Note: This document is currently incomplete.


Examples


Simulated Exponential Data

set.seed(42)
some_data = rexp(n = 75, rate = 0.25)
head(some_data)
## [1] 0.7933472 2.6435810 1.1339642 0.1527676 1.8927065 5.8545086
hist(some_data, col = "darkgrey",
     main = "Histogram of Some Data",
     xlab = "x")
box()

The sample median of this data, \(\hat{m}\) is

median(some_data)
## [1] 2.277542
  • Create a 90% bootstrap confidence interval for \(m\), the true median. Use 20000 bootstrap samples. Also plot a histogram of the bootstrap replicates of \(\hat{m}\).
set.seed(1)
boot_med = rep(0, 20000)
for (i in seq_along(boot_med)) {
  boot_samp = sample(some_data, replace = TRUE)
  boot_med[i] = median(boot_samp)
}
hist(boot_med, col = "darkgrey",
     main = "Histogram of Boostrap Replicates of the Median",
     xlab = "Sample Medians")
box()

quantile(boot_med, probs = c(0.05, 0.95))
##       5%      95% 
## 1.892707 2.876370

Old Faithful Geyser Data


Eruption Length

?faithful
hist(faithful$eruptions, col = "darkgrey", breaks = 20,
     main = "Histogram of Eruption Lengths",
     xlab = "Eruption Time (Minutes)")
box()

What is the probability of an eruption less than three minutes? That is, if \(X\) is the eruption length in minutes, what is \(P[X < 3]\)?
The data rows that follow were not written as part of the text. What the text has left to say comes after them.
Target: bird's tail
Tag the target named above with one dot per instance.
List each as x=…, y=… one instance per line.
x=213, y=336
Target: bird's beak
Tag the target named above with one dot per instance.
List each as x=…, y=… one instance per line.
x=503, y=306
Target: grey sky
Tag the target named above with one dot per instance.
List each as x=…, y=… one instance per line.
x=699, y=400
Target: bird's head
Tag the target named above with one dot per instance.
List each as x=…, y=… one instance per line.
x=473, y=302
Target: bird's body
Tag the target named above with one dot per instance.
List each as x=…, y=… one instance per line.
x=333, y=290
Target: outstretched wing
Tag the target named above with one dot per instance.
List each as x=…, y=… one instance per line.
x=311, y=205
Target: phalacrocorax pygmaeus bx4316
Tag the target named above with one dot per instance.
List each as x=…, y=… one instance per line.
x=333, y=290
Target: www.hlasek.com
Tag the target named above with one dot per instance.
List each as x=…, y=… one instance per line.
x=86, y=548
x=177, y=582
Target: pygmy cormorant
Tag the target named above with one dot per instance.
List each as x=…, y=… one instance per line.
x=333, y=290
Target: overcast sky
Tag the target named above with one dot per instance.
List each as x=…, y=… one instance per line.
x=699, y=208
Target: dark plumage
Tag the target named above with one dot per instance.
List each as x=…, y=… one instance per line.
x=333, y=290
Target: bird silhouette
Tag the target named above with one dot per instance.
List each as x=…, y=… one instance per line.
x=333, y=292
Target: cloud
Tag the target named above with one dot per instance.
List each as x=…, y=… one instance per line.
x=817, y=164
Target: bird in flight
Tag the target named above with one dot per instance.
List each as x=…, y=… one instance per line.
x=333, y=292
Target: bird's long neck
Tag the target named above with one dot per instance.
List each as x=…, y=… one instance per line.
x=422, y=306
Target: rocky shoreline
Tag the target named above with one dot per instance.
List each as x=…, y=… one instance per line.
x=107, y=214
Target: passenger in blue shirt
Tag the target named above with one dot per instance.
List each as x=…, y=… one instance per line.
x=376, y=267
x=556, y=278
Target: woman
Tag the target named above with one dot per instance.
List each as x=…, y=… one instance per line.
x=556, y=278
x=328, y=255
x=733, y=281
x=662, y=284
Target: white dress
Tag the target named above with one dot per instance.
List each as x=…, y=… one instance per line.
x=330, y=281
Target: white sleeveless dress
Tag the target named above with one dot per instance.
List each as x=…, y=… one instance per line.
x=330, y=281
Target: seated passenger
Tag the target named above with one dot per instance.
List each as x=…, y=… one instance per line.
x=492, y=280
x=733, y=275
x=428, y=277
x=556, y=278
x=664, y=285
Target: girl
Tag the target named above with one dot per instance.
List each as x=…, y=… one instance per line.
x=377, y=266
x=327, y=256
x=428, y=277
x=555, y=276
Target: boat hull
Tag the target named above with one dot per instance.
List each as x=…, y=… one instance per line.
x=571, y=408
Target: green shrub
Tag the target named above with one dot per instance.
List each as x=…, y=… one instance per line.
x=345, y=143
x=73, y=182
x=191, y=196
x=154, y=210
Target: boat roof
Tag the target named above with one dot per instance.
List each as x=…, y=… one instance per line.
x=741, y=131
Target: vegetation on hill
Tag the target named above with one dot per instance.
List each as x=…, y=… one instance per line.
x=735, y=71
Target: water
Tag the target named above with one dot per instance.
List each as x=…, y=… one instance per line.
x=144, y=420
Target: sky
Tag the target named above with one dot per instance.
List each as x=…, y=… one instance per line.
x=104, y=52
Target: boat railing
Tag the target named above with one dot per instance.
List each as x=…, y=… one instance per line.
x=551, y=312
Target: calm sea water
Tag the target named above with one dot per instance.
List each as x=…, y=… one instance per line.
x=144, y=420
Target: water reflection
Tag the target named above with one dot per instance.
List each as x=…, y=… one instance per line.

With this data, we could estimate. We calculate \(\hat{P}[X < 3]\) using

mean(faithful$eruptions < 3)
## [1] 0.3566176
  • Create a 95% bootstrap confidence interval for \(P[X < 5]\), the probability of an eruption lasting less than three minutes. Use 10000 bootstrap samples. Also plot a histogram of the bootstrap replicates of \(\hat{P}[X < 5]\).
set.seed(1)
boot_3min_prob = rep(0, 10000)
for (i in seq_along(boot_3min_prob)) {
  boot_samp = sample(faithful$eruptions, replace = TRUE)
  boot_3min_prob[i] = mean(boot_samp < 3)
}
hist(boot_3min_prob, col = "darkgrey",
     main = "Histogram of Boostrap Replicates of Eruption Length Probability",
     xlab = "Estimate of P(X < 3)")
box()

quantile(boot_3min_prob, probs = c(0.025, 0.975))
##      2.5%     97.5% 
## 0.3014706 0.4117647

Waiting Times

hist(faithful$waiting, col = "darkgrey", breaks = 20,
     main = "Histogram of Waiting Times",
     xlab = "Waiting Time (Minutes)")
box()

What is the 75th percentile, \(\hat{p}_{0.75}\) of this data? That is, what is the waiting time such that 75% of waiting times are shorter.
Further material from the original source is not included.